Schools Pressured by the DOE to Keep Referral Rates Down
Public Advocate Betsy Gotbaum today charged that the Department of Education’s reforms to special education have lead to a backlog of students awaiting evaluations and reeveluations and that the DOE is pressuring school superintendents to keep down referral rates for special education placements.
“Information obtained by my office indicates that there is a tremendous backlog of cases. Principals are complying with their superiors’ request to keep referrals down – they’re keeping referral letters in drawers and blaming untimely filing on data entry problems,” Gotbaum said.
Data from the Mayor’s preliminary management report shows reevaluations for special education decreased by nearly 50 percent over the past year, from 10,181 in the 2003 school year to 5,442 this year. Initial referrals also dropped to 5,370, from a five-year high of 8,203; the number of special education evaluations completed decreased to a five year low of 17,209, down from 27,075.

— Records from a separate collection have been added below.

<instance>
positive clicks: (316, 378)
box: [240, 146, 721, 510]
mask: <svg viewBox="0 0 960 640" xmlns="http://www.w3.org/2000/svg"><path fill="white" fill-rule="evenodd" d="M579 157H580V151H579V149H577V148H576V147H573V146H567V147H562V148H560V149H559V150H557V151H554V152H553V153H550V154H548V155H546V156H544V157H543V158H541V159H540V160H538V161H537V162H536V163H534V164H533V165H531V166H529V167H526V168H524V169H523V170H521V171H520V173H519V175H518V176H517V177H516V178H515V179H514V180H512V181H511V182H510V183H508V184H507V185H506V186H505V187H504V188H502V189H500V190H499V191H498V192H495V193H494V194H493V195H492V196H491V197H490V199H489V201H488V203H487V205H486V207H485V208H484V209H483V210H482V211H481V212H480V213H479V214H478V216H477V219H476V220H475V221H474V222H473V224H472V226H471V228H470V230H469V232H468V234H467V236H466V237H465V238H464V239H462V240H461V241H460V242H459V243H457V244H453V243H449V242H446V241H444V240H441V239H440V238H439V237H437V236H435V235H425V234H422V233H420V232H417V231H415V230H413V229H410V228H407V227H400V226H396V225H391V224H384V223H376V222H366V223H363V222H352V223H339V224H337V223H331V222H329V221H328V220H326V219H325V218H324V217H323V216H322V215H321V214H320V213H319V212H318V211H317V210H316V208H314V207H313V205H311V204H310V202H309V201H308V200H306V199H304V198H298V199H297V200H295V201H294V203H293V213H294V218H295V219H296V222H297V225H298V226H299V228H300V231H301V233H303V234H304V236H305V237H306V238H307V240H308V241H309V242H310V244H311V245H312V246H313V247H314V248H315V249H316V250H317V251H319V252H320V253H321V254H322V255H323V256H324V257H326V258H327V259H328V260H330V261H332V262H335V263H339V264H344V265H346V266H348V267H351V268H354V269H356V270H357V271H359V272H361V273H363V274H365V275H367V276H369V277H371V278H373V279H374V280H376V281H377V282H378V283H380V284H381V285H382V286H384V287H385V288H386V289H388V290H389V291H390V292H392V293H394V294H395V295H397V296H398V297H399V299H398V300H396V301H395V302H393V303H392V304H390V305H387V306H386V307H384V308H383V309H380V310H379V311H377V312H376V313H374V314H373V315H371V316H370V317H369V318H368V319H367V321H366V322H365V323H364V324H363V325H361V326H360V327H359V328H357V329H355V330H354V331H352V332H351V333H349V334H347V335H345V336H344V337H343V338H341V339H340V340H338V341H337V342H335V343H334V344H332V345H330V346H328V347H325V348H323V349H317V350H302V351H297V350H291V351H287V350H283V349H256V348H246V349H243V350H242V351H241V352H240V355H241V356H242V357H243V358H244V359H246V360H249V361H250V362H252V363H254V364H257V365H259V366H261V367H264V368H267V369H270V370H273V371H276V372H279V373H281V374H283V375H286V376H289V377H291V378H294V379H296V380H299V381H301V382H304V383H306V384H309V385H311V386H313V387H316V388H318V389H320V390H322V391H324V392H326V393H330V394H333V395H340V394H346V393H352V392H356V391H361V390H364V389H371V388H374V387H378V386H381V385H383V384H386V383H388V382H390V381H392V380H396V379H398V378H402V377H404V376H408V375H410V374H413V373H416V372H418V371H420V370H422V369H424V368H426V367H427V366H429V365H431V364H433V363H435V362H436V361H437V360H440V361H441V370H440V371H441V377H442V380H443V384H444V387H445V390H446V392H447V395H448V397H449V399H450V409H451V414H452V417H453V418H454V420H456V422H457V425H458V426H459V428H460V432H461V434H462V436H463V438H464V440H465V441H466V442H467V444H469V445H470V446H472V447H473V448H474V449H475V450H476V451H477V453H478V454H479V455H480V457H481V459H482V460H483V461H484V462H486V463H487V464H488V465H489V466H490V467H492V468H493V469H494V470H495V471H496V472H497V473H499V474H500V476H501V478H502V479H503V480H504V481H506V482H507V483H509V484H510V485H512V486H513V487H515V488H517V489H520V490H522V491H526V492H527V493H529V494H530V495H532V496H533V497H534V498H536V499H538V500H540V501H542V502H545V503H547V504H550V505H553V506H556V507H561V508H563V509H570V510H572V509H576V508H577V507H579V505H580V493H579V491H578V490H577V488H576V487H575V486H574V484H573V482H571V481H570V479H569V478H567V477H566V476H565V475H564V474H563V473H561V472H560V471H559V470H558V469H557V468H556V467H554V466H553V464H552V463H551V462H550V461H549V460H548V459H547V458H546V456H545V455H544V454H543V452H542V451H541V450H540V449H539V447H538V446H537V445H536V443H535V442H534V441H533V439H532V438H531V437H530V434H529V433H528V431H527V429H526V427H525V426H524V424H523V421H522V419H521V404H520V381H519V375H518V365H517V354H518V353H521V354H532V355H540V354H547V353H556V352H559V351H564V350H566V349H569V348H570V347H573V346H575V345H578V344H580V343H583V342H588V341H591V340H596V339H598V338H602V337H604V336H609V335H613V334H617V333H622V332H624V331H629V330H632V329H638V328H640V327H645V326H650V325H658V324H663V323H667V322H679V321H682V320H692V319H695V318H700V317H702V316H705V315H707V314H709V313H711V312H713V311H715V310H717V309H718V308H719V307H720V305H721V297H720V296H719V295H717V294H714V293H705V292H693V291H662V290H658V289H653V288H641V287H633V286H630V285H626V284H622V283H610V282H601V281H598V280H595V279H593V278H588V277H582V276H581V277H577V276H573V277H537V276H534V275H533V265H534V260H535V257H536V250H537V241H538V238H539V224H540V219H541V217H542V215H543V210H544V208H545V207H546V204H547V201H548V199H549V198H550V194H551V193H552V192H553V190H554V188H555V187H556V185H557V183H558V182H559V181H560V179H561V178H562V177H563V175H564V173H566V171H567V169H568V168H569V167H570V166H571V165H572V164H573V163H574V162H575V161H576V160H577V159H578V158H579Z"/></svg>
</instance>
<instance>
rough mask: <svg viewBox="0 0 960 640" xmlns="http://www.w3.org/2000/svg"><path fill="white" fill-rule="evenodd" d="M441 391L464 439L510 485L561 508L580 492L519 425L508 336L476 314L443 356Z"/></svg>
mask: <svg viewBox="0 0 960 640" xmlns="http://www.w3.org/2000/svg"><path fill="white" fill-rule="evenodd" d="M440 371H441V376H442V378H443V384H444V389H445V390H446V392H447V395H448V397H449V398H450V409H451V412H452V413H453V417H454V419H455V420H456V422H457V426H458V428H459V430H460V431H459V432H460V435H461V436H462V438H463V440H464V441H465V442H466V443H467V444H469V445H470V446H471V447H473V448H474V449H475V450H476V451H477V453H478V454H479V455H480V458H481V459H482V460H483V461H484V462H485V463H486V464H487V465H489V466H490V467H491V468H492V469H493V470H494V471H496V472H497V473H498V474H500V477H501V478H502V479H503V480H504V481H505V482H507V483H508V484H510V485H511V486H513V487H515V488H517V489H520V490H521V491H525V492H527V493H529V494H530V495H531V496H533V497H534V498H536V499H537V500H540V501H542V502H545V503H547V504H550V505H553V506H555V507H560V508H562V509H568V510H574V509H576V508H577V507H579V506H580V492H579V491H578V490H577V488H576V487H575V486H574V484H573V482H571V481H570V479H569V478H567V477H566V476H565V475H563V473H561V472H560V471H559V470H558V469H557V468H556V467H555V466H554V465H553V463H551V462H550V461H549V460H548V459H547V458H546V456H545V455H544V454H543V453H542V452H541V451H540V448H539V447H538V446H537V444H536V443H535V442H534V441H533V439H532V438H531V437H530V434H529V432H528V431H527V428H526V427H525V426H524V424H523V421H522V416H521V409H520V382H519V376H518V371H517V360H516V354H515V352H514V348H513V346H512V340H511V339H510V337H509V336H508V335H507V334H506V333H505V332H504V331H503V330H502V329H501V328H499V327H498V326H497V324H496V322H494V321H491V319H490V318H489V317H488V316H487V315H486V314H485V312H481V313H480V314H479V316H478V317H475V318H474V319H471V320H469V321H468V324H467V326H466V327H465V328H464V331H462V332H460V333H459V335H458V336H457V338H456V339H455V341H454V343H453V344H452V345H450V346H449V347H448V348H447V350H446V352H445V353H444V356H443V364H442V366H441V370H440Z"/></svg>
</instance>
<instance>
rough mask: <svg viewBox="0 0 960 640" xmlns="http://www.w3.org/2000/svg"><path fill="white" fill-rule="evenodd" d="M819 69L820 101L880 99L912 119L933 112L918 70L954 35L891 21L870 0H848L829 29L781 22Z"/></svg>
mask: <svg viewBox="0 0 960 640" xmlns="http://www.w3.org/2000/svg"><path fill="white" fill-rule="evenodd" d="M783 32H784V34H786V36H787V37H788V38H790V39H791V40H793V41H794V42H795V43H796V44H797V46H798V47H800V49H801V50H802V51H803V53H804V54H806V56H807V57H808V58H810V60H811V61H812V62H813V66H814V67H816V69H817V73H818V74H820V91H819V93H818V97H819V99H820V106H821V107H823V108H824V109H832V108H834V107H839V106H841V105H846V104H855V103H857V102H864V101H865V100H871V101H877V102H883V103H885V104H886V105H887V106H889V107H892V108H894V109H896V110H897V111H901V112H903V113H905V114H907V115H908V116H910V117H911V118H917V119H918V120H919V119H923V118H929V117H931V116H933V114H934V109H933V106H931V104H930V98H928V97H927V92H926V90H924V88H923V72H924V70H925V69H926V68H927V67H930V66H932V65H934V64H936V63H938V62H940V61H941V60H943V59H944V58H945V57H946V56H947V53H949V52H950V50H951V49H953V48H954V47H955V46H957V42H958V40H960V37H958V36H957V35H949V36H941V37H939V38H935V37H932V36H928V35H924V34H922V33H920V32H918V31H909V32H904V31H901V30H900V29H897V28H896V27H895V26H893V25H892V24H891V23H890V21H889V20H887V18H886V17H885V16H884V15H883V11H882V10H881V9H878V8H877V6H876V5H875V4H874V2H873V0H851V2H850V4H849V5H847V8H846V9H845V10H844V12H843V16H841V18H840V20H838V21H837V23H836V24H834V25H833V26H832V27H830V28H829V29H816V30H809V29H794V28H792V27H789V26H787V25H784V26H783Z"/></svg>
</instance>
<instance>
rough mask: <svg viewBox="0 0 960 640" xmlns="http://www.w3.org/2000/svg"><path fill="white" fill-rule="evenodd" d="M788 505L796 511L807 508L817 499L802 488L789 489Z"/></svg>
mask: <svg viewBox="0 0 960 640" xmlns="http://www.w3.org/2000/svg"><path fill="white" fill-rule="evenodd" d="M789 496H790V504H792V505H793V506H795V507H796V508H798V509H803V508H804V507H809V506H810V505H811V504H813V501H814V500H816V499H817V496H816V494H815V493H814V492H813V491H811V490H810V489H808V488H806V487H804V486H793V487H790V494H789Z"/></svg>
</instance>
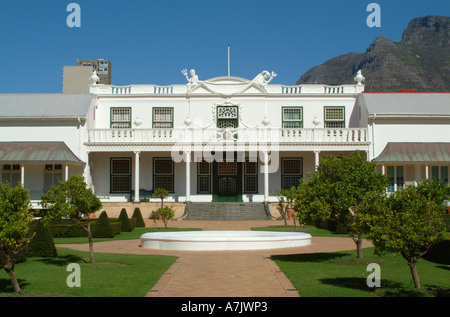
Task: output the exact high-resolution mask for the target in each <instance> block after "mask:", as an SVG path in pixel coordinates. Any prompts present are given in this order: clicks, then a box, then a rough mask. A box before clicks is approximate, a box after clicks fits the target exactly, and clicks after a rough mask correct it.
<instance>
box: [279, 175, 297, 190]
mask: <svg viewBox="0 0 450 317" xmlns="http://www.w3.org/2000/svg"><path fill="white" fill-rule="evenodd" d="M300 178H301V177H299V176H282V177H281V188H282V189H291V188H292V187H297V186H298V183H299V181H300Z"/></svg>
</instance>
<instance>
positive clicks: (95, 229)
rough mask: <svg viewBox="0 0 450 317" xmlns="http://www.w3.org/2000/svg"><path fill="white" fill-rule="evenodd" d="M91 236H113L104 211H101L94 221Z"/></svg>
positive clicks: (102, 237)
mask: <svg viewBox="0 0 450 317" xmlns="http://www.w3.org/2000/svg"><path fill="white" fill-rule="evenodd" d="M92 236H93V237H94V238H114V230H113V227H112V226H111V222H110V221H109V218H108V214H107V213H106V211H102V213H101V214H100V216H99V217H98V220H97V221H96V222H95V226H93V228H92Z"/></svg>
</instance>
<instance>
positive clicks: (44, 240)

Gotbaum found that the backlog is the result of: (1) the abandonment of the district Committees on Special Education (CSE) in favor of consolidated regional CSEs, which reduced the number of committees from 37 to 10; (2) the transfer of the entire responsibility of special education referrals to school psychologists.
“The crisis in special education programs is another example of the DOE dismantling existing programs and putting in a new structure without adequate planning or analysis,” Gotbaum continued.
School psychologists, who spoke with the Public Advocate’s office on the condition of anonymity, said that consolidation has resulted in delays: where it used to take seven to ten days for a referral letter to reach them, it now takes over a month.
Training for school psychologists did not begin until schools opened in September, 2003, and school psychologists did not begin conducting evaluations until October. School psychologists also told the Public Advocate’s office that the DOE provided inadequate
training for them to carry out their new responsibilities, which now include conducting education evaluations and case management, tasks that used to be the responsibility of Special Education Evaluators. All 969 Special Education Evaluator positions were eliminated at the start of the school year.
Additionally, schools were given inconsistent directions on where the “clocking in” of referrals—the entry of referrals into a database—was to be done. They were first directed to send all referrals to the Regional Operating Centers, then to clock them in at the schools themselves, then again to send them to the Regional centers. Because DOE computers are not linked into a single network, this inconsistency led to confusing and inefficient record-keeping.
“This is the same type of mess that the DOE created when they unsuccessfully tried to reform the suspension policy, which also resulted in a backlog and chaos. They need to make reforms now to help special education students in all five boroughs,” concluded Gotbaum.